September 9 - 15, 2012

We've been working on Uke-waza (blocking technique).  We'll continue with it for another week or so, mixing up some variations (sweeping blocks, hooking blocks, etc.).

Some of you are excited (perhaps a little too much) about the tournament in November.  Good that you have a goal that motivates you to train hard.  Winning a tournament only means that you happened to be better than your opponent that day, that time, in that specific situation.  You can win simply by luck (as I have proven many times! :-p).  What's important is that you train hard for it, and that you do your best in it.  I hope you're enjoying the process.

For me personally, only 3 more weeks until the World Championships.  Do you know what that means?  Yes, only 3 more weeks and a few days until I can drink again...! :-)

Saturday, September 8, 2012

August 27 - September 8, 2012

It's been 2 weeks since the test, and most of you newly promoted students already learned the new Kata.  Great!  Keep working on it until all the details become natural to you and that you don't have to think about each step.  At the same time, don't forget your previous Kata, as you have to be able to demonstrate all of them when you test for a black belt in the future...

We've been working on Uke-waza (blocking technique) for the past week or two.  A block in Japanese is "Uke", which actually means "to receive", however, as I keep telling you, you can't passively wait and receive the incoming attack.  You have to reach out and stop before the technique accumulates force, only then you can actually block that attack.  Body snap together with forearm or wrist snap is crucial for a successful blocking technique, and we'll keep working on that as well.

Back by popular demand (a.k.a. Menefee and Chris' request), we're soon hosting a Kyu-level tournament!  Sunday, November the 4th.  Hoping to invite many from other dojos as well.

Book of the Month: Hidden Karate
My emphasis when teaching a Kata is to teach you to move properly, with precise stance with proper posture to execute correct body dynamics for a technique.  There are many other schools that emphasize applications of Kata techniques, but I never learned Kata that way, and I feel it's more important and interesting (personally) to develop proper body mechanics.  However my idea may be one dimensional and I would encourage you to investigate on different aspects of Karate/Kata on your own.

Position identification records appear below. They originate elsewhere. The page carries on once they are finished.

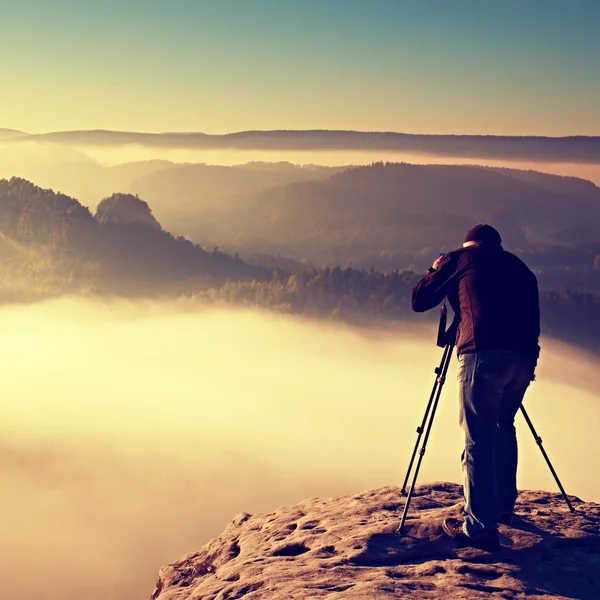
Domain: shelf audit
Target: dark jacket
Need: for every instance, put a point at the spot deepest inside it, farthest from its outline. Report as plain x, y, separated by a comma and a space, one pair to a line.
493, 295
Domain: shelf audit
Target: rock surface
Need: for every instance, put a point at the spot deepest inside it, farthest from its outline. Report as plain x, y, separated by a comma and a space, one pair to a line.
347, 547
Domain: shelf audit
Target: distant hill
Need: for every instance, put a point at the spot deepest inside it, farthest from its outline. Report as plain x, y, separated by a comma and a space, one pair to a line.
180, 193
375, 215
124, 240
552, 149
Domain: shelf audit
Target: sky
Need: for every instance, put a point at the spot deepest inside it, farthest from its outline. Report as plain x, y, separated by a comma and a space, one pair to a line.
516, 67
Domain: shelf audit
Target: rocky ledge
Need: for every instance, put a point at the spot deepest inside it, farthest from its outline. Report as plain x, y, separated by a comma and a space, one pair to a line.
348, 548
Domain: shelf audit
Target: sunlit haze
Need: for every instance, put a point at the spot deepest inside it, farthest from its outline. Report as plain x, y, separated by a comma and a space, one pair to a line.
139, 430
194, 65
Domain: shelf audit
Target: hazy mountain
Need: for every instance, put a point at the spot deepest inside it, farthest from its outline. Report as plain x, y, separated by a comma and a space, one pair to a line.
564, 149
125, 242
181, 193
390, 209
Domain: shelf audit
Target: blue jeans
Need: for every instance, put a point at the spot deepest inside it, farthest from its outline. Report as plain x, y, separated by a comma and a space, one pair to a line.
492, 384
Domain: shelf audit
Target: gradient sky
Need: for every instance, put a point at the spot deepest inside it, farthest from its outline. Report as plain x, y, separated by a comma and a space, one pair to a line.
422, 66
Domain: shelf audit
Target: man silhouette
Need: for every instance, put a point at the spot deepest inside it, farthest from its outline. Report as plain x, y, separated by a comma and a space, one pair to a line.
495, 298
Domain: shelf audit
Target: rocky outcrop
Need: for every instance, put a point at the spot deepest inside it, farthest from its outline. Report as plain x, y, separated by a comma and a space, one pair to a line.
31, 214
348, 548
125, 209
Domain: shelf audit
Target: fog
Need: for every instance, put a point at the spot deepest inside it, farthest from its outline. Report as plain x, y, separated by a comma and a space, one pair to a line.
131, 434
90, 173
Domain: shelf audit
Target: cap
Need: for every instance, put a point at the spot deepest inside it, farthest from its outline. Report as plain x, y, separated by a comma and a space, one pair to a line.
483, 233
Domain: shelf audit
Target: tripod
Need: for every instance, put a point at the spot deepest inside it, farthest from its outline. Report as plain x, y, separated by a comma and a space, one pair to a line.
446, 340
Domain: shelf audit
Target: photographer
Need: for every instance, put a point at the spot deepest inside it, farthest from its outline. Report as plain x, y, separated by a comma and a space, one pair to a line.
495, 299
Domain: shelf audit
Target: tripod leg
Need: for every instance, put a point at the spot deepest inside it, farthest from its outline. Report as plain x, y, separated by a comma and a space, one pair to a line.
538, 441
442, 379
438, 371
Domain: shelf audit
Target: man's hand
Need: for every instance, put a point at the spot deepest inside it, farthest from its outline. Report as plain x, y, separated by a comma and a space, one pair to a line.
437, 262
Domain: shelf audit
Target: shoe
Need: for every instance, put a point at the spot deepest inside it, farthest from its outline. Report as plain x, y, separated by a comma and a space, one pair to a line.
489, 541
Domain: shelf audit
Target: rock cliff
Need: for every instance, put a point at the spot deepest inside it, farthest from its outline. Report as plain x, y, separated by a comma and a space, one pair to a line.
348, 548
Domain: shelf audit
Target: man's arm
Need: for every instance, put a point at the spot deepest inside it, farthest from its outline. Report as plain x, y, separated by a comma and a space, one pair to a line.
432, 289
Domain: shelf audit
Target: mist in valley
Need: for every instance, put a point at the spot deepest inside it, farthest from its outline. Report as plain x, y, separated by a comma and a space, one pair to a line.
90, 173
132, 433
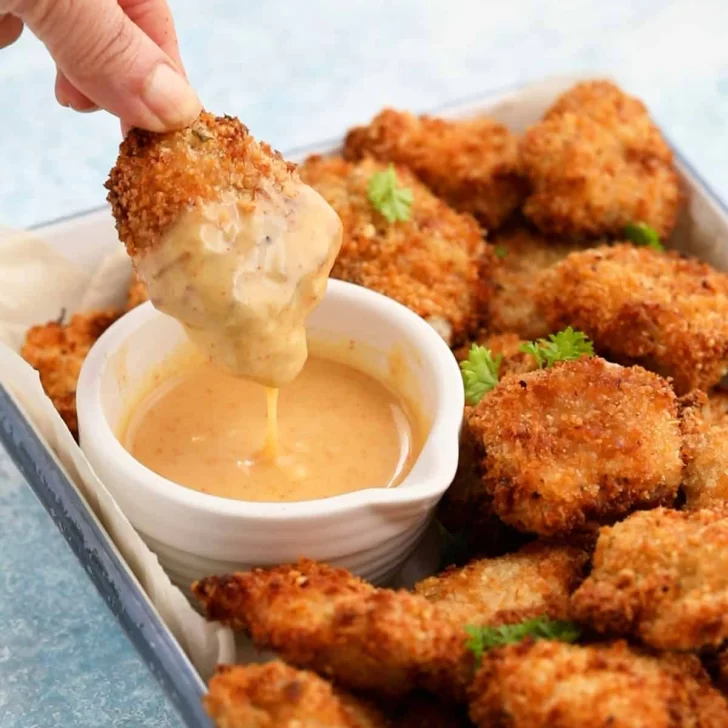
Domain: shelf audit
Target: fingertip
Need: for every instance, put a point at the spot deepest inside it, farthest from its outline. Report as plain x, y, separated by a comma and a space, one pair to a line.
170, 99
11, 28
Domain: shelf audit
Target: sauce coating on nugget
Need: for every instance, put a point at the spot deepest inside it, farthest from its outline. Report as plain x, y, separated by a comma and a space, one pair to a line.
662, 576
472, 164
435, 263
228, 241
596, 163
668, 313
525, 256
580, 443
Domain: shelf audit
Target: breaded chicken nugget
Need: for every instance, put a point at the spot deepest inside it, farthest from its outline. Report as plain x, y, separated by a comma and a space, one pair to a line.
705, 453
668, 313
596, 163
157, 177
536, 580
525, 255
435, 263
466, 511
662, 576
276, 695
579, 443
555, 685
58, 350
472, 164
325, 619
137, 293
715, 410
228, 241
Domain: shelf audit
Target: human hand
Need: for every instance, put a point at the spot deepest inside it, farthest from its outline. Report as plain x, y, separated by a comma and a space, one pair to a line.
119, 55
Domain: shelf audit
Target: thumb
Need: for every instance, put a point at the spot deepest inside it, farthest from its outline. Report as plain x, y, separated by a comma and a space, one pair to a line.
112, 61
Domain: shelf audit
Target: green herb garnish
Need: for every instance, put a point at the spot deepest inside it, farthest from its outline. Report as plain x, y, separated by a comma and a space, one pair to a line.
640, 233
566, 345
392, 201
480, 373
483, 639
454, 547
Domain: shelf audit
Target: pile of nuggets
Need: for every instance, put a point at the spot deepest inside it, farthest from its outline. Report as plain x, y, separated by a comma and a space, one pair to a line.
592, 493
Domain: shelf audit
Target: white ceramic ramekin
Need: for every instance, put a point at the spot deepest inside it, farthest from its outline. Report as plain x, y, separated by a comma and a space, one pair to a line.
194, 534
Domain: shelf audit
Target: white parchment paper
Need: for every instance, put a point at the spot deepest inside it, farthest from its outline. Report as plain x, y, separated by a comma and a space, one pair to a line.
38, 284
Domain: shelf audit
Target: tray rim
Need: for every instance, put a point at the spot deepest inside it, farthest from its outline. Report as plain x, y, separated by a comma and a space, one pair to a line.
102, 562
171, 668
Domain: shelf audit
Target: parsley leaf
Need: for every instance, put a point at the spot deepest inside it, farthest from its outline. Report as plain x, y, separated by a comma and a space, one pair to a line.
566, 345
486, 638
454, 547
480, 373
640, 233
392, 201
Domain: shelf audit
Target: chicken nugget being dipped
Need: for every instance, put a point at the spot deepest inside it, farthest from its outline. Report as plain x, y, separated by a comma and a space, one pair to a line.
228, 241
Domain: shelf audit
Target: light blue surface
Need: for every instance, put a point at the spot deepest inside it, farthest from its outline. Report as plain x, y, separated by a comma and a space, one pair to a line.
295, 73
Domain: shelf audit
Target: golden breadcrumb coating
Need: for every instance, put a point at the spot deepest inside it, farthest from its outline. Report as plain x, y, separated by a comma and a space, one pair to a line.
625, 116
715, 410
276, 695
159, 176
466, 510
668, 313
323, 618
536, 580
137, 293
57, 351
525, 255
556, 685
722, 670
596, 163
705, 453
579, 443
435, 263
662, 576
472, 164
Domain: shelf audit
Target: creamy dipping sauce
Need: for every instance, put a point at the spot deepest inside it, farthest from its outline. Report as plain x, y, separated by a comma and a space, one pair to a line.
338, 430
242, 276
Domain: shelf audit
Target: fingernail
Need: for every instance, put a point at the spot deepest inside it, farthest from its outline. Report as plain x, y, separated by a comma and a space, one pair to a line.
170, 98
88, 109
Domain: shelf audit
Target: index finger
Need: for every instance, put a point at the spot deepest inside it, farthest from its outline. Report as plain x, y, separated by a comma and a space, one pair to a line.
155, 18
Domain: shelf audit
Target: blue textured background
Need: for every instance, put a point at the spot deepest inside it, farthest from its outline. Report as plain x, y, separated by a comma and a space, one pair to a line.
295, 73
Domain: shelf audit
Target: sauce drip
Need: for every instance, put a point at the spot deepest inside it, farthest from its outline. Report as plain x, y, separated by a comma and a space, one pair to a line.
270, 447
242, 276
338, 430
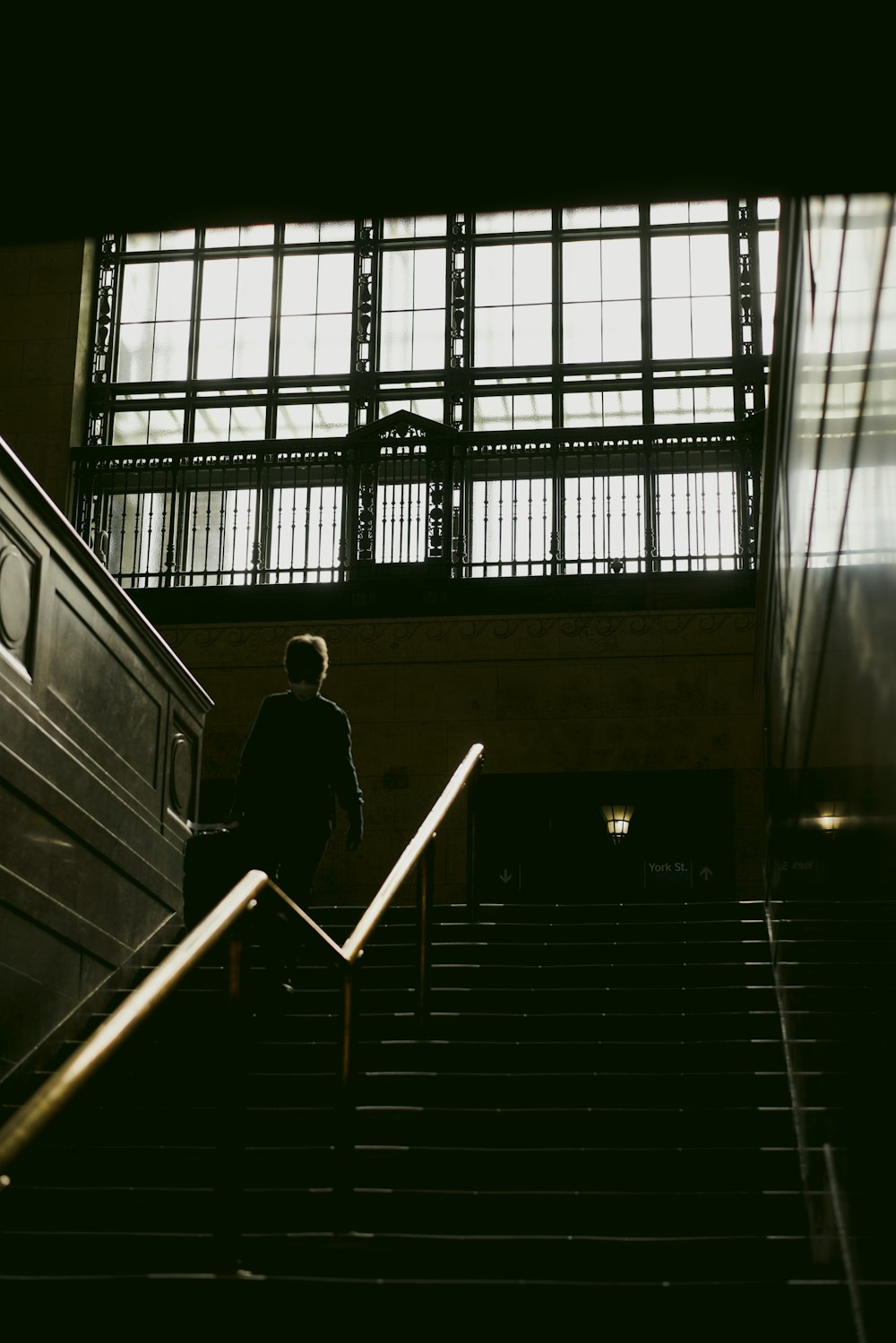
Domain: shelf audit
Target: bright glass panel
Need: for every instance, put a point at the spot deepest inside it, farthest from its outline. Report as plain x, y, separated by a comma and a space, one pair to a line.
228, 425
511, 527
694, 404
697, 519
506, 412
306, 535
603, 522
324, 419
220, 535
600, 217
416, 226
513, 220
584, 409
332, 231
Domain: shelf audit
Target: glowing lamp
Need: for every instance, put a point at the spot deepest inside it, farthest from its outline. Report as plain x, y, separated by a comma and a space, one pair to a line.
616, 818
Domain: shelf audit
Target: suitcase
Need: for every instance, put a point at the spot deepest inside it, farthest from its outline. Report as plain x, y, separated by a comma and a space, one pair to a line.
214, 863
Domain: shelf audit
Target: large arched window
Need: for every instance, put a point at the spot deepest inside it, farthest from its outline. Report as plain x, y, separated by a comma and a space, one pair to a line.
551, 333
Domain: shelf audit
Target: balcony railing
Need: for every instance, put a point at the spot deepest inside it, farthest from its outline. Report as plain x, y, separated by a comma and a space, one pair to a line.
410, 492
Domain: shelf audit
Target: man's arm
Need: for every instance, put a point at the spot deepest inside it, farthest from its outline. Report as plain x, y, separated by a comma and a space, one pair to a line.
346, 785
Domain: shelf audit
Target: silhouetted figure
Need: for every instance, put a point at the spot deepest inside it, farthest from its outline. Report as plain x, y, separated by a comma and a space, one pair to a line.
296, 764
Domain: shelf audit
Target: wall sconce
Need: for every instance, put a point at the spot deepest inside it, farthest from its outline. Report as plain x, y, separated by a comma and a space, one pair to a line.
831, 815
616, 818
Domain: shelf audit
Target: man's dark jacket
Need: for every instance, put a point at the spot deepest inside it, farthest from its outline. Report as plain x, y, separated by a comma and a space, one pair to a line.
296, 762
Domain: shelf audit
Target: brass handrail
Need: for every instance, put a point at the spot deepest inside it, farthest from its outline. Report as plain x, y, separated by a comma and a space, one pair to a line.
61, 1087
354, 944
58, 1089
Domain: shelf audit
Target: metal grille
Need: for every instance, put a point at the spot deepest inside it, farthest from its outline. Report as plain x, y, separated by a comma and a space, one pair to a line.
402, 493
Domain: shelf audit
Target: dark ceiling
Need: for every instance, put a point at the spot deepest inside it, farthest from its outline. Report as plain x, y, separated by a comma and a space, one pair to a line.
304, 125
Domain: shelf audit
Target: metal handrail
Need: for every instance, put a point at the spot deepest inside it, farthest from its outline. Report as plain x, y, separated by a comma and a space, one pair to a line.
18, 1132
354, 944
58, 1089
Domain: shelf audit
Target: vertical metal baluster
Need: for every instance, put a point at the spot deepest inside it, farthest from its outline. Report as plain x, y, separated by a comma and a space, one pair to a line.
344, 1144
425, 895
231, 1108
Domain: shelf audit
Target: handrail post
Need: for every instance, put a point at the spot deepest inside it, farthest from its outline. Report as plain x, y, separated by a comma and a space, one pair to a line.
231, 1100
425, 888
471, 791
344, 1139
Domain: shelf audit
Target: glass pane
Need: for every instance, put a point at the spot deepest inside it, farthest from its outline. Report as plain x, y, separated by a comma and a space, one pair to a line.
217, 349
511, 527
177, 239
401, 522
220, 288
398, 281
429, 339
297, 345
131, 428
211, 425
582, 271
669, 212
228, 237
166, 427
708, 211
603, 522
252, 340
697, 519
710, 266
330, 419
669, 266
429, 279
134, 352
171, 352
673, 406
139, 290
532, 335
584, 409
254, 287
220, 535
137, 536
493, 276
621, 268
300, 285
513, 220
246, 423
333, 350
621, 332
532, 274
306, 533
672, 328
427, 407
599, 217
582, 333
175, 290
335, 282
493, 336
416, 226
506, 412
397, 340
142, 242
711, 328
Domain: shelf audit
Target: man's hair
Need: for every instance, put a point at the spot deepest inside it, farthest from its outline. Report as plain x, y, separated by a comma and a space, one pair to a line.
306, 659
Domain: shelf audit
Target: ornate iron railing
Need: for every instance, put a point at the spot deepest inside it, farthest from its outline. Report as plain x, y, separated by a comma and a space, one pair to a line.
410, 492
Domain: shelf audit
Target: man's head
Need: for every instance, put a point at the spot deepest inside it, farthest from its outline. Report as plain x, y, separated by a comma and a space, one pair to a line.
306, 661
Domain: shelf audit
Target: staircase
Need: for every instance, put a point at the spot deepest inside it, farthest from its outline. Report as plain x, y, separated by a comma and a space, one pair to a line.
600, 1108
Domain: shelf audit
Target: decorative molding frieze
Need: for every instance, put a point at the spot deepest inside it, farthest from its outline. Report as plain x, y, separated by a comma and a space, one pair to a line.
589, 634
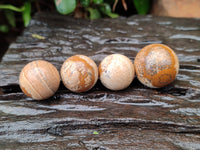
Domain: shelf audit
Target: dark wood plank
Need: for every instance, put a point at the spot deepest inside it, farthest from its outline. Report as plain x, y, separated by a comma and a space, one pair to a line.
135, 118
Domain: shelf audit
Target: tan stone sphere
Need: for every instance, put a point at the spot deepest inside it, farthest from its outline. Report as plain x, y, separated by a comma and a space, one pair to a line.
39, 80
156, 65
116, 72
79, 73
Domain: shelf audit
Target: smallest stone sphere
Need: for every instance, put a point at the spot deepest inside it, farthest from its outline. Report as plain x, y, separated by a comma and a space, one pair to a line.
79, 73
39, 80
116, 72
156, 65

This book focuses on how to look at Kata as a set of practical fighting/self-defense techniques.  Though I would disagree with some ideas, in general it is very well-thought and presented in details.  It only covers Heian 1-5 & Tekki 1, but you may easily apply the same ideas when looking at other Kata as well.  Skip the fist 1/3 of the book (unless you're really into it) and take a look at the photographed demonstrations of each Kata.